There are a number of ways to do this. Firstly, reduce the incentive for speculative trading by ensuring that derivatives are traded through regulated clearing houses, which enable price transparency.
Currently, the derivatives market resembles the 1990s Nasdaq, in that it is tightly controlled by a relatively small number of participants, who make it difficult to know the market prices of derivatives. It’s a bit like buying a house from a real estate agent without knowing what the seller got for it, because the agent’s commission is kept secret. Greater transparency, as proposed by the Dodd-Frank reform initiative in the US, would help drive down commissions and prices, and make speculative trading less profitable. This could be supplemented with a transaction tax on speculative derivatives trading. A more extreme step would be to legislate against such trading, as the European Parliament did in March 2011 in relation to some debt insurance derivatives, for fear that speculation was deepening the euro-zone debt crisis. Hopefully, by removing incentives for speculative activity, the focus of derivatives would return to their original roles as reducers of risk, rather than as exacerbaters of systemic risk.
You have a look at hedge funds and private equity, calling them Gorillas on Speed, but is this an easy target? Is there a direct correlation between them and the events a couple of years back?
It depends what you mean by ‘direct correlation’. Paul Krugman, the Nobel Prize winning economist, said that the run on the shadow banking system (of which hedge funds and private equity were an integral part) was the “core of what happened” to cause the global financial crisis. This is not surprising considering that, some years earlier, the impending collapse of the hedge fund Long Term Capital Management, posed serious threat to the stability of the American markets, and had to be rescued by the Federal Reserve. Many economists also believe that the 1990s Asian financial crisis was caused primarily by hedge fund attacks on local currencies. Although it is unreasonable and inaccurate to blame hedge funds for the recent global financial crisis, they certainly played their part. Hedge funds and private equity firms operate with such massive scale and speed in a relatively frictionless environment (i.e. unregulated) that they are natural catalysts for market momentum. When such momentum spirals out of control, and turns negative, it can be hugely destructive.
You said that you, like colleagues, were caught up in the rush — when did you honestly realise the dangerous game that was being played?
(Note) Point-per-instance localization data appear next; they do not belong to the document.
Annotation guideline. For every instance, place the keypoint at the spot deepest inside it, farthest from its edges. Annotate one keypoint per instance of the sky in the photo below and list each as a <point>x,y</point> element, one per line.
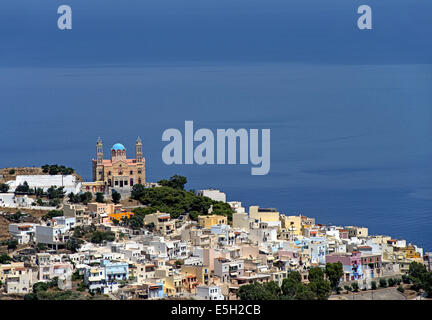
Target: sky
<point>137,32</point>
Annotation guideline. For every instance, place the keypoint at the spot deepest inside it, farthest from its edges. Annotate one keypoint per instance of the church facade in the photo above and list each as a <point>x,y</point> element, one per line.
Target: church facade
<point>118,172</point>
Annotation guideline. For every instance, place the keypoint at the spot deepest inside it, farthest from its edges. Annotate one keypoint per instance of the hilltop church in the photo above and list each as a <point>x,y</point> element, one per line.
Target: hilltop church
<point>118,172</point>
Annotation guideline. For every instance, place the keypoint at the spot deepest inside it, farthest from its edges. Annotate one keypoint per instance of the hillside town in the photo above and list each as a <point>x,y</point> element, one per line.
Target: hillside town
<point>120,237</point>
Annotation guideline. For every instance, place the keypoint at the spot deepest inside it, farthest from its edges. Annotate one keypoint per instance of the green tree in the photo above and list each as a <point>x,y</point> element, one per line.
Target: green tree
<point>258,291</point>
<point>318,285</point>
<point>334,272</point>
<point>12,244</point>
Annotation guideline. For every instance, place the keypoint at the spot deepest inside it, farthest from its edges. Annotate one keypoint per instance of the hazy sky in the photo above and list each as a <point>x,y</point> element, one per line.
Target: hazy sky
<point>131,32</point>
<point>350,111</point>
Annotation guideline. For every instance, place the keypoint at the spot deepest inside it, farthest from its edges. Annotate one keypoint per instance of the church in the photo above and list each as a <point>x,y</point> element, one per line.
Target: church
<point>118,172</point>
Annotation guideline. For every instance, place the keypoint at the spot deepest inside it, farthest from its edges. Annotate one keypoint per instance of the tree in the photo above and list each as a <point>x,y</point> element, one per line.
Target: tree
<point>334,272</point>
<point>4,187</point>
<point>116,197</point>
<point>100,197</point>
<point>318,285</point>
<point>258,291</point>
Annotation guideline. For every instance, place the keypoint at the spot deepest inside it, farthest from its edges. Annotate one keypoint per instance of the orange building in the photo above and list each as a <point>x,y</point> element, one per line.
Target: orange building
<point>119,216</point>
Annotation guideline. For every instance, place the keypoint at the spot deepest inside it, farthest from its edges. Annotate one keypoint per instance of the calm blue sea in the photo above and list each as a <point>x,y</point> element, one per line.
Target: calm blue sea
<point>350,144</point>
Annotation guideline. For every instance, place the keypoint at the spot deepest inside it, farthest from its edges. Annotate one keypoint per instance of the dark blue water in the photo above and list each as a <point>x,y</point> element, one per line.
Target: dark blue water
<point>350,144</point>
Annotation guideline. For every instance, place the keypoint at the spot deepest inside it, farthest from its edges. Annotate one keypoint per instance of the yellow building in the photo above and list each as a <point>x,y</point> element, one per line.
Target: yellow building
<point>209,221</point>
<point>119,216</point>
<point>292,224</point>
<point>263,214</point>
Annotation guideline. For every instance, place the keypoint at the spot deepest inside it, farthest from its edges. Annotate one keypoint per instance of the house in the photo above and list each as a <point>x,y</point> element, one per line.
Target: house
<point>52,236</point>
<point>78,212</point>
<point>357,232</point>
<point>20,280</point>
<point>351,262</point>
<point>162,222</point>
<point>213,194</point>
<point>209,292</point>
<point>225,269</point>
<point>263,214</point>
<point>207,221</point>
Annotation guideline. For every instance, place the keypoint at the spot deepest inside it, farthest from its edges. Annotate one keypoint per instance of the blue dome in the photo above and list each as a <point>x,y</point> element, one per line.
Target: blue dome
<point>118,146</point>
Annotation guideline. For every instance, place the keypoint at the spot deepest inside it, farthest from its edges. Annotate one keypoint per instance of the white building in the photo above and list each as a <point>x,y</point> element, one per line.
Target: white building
<point>10,200</point>
<point>51,236</point>
<point>20,281</point>
<point>46,181</point>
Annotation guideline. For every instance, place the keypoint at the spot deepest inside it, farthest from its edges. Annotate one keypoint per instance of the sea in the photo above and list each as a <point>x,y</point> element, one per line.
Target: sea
<point>350,144</point>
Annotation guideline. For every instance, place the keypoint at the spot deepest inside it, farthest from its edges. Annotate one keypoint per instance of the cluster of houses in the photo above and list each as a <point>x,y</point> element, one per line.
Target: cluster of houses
<point>206,259</point>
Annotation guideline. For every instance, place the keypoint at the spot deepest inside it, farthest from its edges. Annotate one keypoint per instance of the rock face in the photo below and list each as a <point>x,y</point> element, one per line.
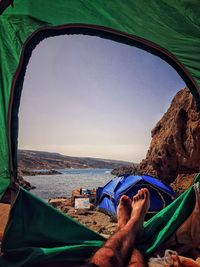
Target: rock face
<point>175,145</point>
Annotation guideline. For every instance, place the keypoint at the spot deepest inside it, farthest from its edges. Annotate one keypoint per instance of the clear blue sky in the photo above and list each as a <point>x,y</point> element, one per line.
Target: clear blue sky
<point>87,96</point>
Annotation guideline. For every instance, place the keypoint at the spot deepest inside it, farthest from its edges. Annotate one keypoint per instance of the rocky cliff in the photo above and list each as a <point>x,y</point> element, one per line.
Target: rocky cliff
<point>175,145</point>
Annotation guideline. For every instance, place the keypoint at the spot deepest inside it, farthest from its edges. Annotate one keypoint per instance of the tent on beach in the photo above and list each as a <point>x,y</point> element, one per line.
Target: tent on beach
<point>161,195</point>
<point>37,233</point>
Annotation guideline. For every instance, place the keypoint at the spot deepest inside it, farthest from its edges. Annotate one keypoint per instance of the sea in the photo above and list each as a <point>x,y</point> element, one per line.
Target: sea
<point>61,185</point>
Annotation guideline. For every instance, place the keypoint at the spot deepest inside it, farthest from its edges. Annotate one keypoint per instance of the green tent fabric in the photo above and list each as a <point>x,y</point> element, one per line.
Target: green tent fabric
<point>169,29</point>
<point>38,233</point>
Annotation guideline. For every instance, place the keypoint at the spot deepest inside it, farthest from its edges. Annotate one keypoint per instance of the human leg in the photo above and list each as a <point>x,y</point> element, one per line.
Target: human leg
<point>118,248</point>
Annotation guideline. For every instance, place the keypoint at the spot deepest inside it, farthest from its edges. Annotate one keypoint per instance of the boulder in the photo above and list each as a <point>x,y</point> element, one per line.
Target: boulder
<point>175,145</point>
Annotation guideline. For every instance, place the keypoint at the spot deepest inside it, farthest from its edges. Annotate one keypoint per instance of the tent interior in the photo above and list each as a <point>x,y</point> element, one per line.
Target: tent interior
<point>164,29</point>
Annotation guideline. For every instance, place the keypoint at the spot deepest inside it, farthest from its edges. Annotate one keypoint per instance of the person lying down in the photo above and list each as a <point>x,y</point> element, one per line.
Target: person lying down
<point>121,249</point>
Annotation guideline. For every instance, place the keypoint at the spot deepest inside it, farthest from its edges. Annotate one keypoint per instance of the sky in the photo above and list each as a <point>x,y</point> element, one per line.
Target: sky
<point>91,97</point>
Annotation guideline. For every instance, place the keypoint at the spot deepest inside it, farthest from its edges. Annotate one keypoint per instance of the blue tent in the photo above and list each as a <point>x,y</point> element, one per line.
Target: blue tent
<point>108,196</point>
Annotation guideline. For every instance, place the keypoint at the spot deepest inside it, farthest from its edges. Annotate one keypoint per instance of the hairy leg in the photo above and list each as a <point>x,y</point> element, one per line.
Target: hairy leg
<point>118,248</point>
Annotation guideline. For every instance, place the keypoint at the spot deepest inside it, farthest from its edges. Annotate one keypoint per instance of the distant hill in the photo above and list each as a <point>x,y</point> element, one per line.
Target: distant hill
<point>29,160</point>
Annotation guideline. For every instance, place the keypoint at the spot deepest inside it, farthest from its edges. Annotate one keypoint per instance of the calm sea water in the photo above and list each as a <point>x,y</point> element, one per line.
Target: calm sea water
<point>61,185</point>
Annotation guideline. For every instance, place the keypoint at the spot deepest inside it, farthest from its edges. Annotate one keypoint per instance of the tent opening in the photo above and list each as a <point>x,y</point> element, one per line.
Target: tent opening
<point>93,101</point>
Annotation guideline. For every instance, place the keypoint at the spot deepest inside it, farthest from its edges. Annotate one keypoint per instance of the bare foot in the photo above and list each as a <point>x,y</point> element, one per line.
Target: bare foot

There was no sudden realisation. It was more like a series of signals. The first occurred in late 2007 while having dinner with an economist friend at the Tate Modern Restaurant overlooking the City of London. All around us expensive wines were flowing. We stared across the river and counted 67 construction cranes on the skyline. It was the height of the building boom. Then I looked down at the ‘Wobbly’ Bridge (Millennium Bridge) and for some reason, I just couldn’t get that word ‘wobbly’ out of my head for the rest of the evening. I know it sounds weird in hindsight, but intuition works in strange ways. Over the next few months, it became painfully clear what was about to happen. UBS was particularly hard hit, morale-wise, by the crisis because we thought of ourselves as being quite a conservative bank, the last sort of place you would expect to be caught up in such a calamity. But that’s the thing about momentum, or Big Mo, it can be so seductive that it blinds you to the dangers up ahead. It is easier to surrender to the flow, which can be the greatest risk of all.
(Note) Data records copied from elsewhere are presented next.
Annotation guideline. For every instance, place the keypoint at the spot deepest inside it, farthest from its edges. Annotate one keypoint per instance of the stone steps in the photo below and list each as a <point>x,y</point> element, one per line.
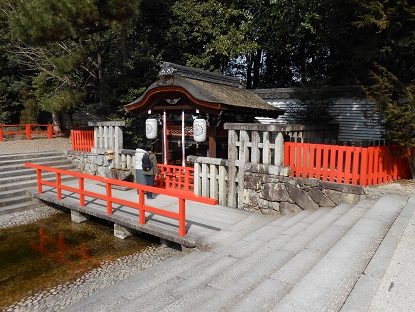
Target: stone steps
<point>305,262</point>
<point>15,178</point>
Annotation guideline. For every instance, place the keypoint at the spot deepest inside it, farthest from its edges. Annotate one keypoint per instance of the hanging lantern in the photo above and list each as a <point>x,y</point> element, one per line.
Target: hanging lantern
<point>199,129</point>
<point>151,128</point>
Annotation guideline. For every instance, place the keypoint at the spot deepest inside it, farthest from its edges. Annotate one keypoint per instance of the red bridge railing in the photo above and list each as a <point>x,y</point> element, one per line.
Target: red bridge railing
<point>26,129</point>
<point>110,198</point>
<point>345,164</point>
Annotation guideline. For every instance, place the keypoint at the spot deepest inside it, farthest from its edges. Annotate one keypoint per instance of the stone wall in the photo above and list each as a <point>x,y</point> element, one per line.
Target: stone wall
<point>281,194</point>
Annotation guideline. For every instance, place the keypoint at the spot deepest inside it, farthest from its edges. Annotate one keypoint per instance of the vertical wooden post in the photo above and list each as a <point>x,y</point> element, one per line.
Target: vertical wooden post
<point>50,132</point>
<point>279,150</point>
<point>108,197</point>
<point>197,187</point>
<point>212,141</point>
<point>223,186</point>
<point>39,181</point>
<point>255,147</point>
<point>81,192</point>
<point>28,136</point>
<point>266,148</point>
<point>232,170</point>
<point>364,167</point>
<point>213,173</point>
<point>142,212</point>
<point>58,186</point>
<point>182,217</point>
<point>243,159</point>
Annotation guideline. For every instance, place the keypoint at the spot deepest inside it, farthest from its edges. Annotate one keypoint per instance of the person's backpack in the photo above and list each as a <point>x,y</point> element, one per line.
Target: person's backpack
<point>146,162</point>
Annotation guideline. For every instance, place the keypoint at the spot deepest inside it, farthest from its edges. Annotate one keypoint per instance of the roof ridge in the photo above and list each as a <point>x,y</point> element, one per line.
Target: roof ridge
<point>168,69</point>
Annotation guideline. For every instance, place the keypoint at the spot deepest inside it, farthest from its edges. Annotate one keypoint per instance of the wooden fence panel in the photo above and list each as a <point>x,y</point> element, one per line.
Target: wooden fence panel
<point>82,140</point>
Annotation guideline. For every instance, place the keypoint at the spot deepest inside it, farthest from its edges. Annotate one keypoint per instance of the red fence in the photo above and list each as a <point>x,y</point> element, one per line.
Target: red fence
<point>82,140</point>
<point>26,129</point>
<point>110,198</point>
<point>345,164</point>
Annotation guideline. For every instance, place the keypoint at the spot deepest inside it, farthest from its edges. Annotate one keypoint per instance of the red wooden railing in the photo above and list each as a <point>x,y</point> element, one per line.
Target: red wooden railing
<point>82,140</point>
<point>345,164</point>
<point>27,129</point>
<point>109,198</point>
<point>175,177</point>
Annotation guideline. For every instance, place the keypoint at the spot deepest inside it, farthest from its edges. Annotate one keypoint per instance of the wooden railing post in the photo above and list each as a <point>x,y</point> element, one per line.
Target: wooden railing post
<point>50,132</point>
<point>182,217</point>
<point>141,211</point>
<point>58,186</point>
<point>39,179</point>
<point>81,192</point>
<point>108,194</point>
<point>28,136</point>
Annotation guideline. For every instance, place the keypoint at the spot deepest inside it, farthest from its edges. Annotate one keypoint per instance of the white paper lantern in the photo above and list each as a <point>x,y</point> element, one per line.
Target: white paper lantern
<point>199,129</point>
<point>151,128</point>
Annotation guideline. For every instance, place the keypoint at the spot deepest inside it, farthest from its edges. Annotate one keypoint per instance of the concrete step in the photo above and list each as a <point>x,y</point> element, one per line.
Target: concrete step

Finally, is the Big Mo here to stay?
Definitely. We have reached an historic inflexion point where the major systems we have created – such as the global financial system – have become so interconnected and complex that they are acutely vulnerable to the forces of large scale momentum. This Big Mo can greatly accelerate and magnify a situation. Social media such as Twitter, Facebook and interconnected smart phones, generated such a potent momentum that it toppled governments. For good and bad, the genie of Big Mo is out of the bottle and will continue to exert a profound impact on our world.